Revolutionizing Survey Data Quality at the U.S. Department of Agriculture’s National Agricultural Statistics Service with IDEAL
Challenge: Survey data quality is crucial for any agency responsible for official statistics. At the U.S. Department of Agriculture (USDA) National Agricultural Statistics Service (NASS), improving survey data quality required hundreds of NASS analysts to spend hours hand-correcting survey responses and filling in missing data for more than 200 annual surveys. NASS faced significant challenges managing and improving survey data quality. Analysts were burdened with repetitive tasks such as replacing missing values with zeros and manually inputting data from one system to another. This process was time-consuming, inconsistent, and prone to errors.

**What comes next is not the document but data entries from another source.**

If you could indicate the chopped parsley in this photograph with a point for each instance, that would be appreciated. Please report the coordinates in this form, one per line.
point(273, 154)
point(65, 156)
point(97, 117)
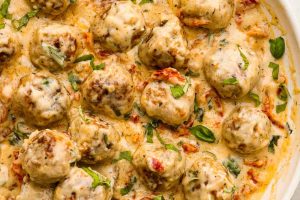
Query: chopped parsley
point(275, 71)
point(178, 90)
point(53, 52)
point(245, 59)
point(255, 98)
point(98, 179)
point(17, 136)
point(203, 133)
point(277, 47)
point(199, 112)
point(124, 155)
point(150, 128)
point(230, 81)
point(129, 186)
point(74, 81)
point(232, 166)
point(23, 21)
point(273, 143)
point(167, 146)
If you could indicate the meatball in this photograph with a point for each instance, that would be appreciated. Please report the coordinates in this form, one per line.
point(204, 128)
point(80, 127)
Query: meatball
point(210, 14)
point(232, 70)
point(110, 91)
point(34, 191)
point(79, 184)
point(207, 179)
point(52, 7)
point(8, 44)
point(46, 156)
point(96, 140)
point(120, 28)
point(41, 99)
point(159, 167)
point(158, 101)
point(54, 47)
point(246, 130)
point(165, 46)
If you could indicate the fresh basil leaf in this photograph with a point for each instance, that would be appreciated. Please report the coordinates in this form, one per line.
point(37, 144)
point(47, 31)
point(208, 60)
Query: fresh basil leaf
point(54, 53)
point(167, 146)
point(277, 47)
point(23, 21)
point(275, 71)
point(255, 98)
point(178, 90)
point(281, 107)
point(245, 59)
point(159, 197)
point(129, 186)
point(124, 155)
point(74, 81)
point(17, 136)
point(4, 9)
point(230, 81)
point(203, 133)
point(283, 93)
point(273, 143)
point(232, 166)
point(199, 112)
point(145, 1)
point(98, 179)
point(84, 58)
point(82, 115)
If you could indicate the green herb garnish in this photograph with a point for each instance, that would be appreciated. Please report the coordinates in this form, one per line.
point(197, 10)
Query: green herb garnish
point(281, 107)
point(277, 47)
point(54, 53)
point(17, 136)
point(230, 81)
point(129, 186)
point(245, 59)
point(283, 93)
point(203, 133)
point(167, 146)
point(275, 71)
point(23, 21)
point(273, 143)
point(74, 81)
point(232, 166)
point(178, 90)
point(150, 128)
point(255, 98)
point(98, 179)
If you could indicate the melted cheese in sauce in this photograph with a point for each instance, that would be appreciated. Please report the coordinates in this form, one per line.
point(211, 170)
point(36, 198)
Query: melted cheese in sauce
point(257, 169)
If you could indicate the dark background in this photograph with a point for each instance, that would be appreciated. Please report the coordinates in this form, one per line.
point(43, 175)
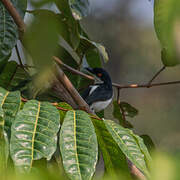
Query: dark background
point(125, 28)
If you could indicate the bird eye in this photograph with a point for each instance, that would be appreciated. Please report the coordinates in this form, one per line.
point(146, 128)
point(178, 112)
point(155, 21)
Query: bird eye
point(99, 74)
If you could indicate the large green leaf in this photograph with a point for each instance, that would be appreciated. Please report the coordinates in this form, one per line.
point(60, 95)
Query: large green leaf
point(8, 29)
point(63, 109)
point(34, 134)
point(10, 103)
point(114, 159)
point(166, 21)
point(78, 145)
point(131, 146)
point(117, 113)
point(80, 8)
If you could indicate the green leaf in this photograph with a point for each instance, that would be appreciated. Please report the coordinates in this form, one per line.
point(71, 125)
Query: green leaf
point(93, 58)
point(12, 76)
point(86, 44)
point(8, 29)
point(144, 149)
point(79, 8)
point(41, 38)
point(10, 103)
point(128, 109)
point(78, 145)
point(118, 114)
point(127, 141)
point(148, 142)
point(66, 108)
point(166, 21)
point(114, 159)
point(4, 151)
point(34, 134)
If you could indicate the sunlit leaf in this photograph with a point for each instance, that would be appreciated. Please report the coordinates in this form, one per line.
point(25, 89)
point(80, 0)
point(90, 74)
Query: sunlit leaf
point(114, 159)
point(34, 134)
point(64, 109)
point(10, 103)
point(78, 145)
point(129, 145)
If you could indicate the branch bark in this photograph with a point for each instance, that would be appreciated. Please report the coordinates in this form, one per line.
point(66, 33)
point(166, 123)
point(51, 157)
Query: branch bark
point(74, 93)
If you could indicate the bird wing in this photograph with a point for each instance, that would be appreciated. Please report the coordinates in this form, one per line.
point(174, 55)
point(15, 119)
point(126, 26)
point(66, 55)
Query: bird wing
point(99, 94)
point(86, 92)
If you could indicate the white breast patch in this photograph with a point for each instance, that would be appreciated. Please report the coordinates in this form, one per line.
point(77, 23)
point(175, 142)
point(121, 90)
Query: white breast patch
point(93, 89)
point(100, 105)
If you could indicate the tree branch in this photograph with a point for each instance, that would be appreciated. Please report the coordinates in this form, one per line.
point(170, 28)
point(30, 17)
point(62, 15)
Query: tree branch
point(156, 75)
point(70, 88)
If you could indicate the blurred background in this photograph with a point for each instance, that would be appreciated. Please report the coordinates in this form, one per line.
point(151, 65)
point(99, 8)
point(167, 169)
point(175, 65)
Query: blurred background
point(126, 29)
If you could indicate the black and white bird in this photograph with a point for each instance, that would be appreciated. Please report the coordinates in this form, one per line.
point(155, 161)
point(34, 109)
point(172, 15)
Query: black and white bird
point(99, 95)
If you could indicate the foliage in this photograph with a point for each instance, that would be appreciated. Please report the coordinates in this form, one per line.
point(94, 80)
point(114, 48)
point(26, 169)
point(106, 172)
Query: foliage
point(36, 130)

Solution: Summit designed, developed, and implemented Imputation, Deterministic Edits, And Logic (IDEAL), an enterprise-wide application that automates the editing and imputation of survey responses as part of a once-in-a-generation modernization effort. IDEAL fills in missing data with probable values and resolves conflicting data with internally consistent values. The application includes a user interface that allows NASS to manage validation rules across multiple surveys. The IDEAL system was implemented using a robust and scalable technology stack:
-
- Open-source R packages: IDEAL leverages open-source R packages for statistical analyses, including a flexible estimation-maximization algorithm for imputation and a linear programming algorithm—developed by Statistics Netherlands—for error resolution.
- Cloud environment: IDEAL is deployed in USDA’s FedRAMP-compliant Azure Cloud environment, which ensures nationwide accessibility and the ability to handle computationally intensive tasks.
- Database services: IDEAL uses an on-premises Microsoft SQL Server database for initial data ingestion and Azure Data Factory for statistical analyses. The backend connects with the database via a web API, and the system includes an API exposed for providing details of the pipelines being run in Azure Data Factory.
- Cybersecurity: IDEAL includes role-based access controls to prevent unauthorized access, ensuring data privacy and cybersecurity.
Result: The development and deployment of IDEAL has been an overwhelming success. Within a short period, IDEAL matured from a proof of concept to a working prototype and was deployed to assist with the September 2024 Agricultural Product Survey. IDEAL improved the clean rate from a 50% baseline to 93% through automated edits, significantly reducing the time required by analysts.
In addition, IDEAL has received accolades for its success. Summit presented “Rule-Based Data Validation and Reconciliation of Survey Responses” at the 2023 Federal Committee on Statistical Methodology conference and showcased IDEAL at the 2024 Joint Statistical Meeting, highlighting NASS’s intellectual leadership.
The IDEAL project demonstrates Summit’s ability to deliver innovative solutions that enhance efficiency and accuracy in survey data management. By automating repetitive tasks and improving data quality, IDEAL allows NASS to redirect resources to high-value analyses, ultimately benefiting the entire agricultural sector with timely and accurate official statistics.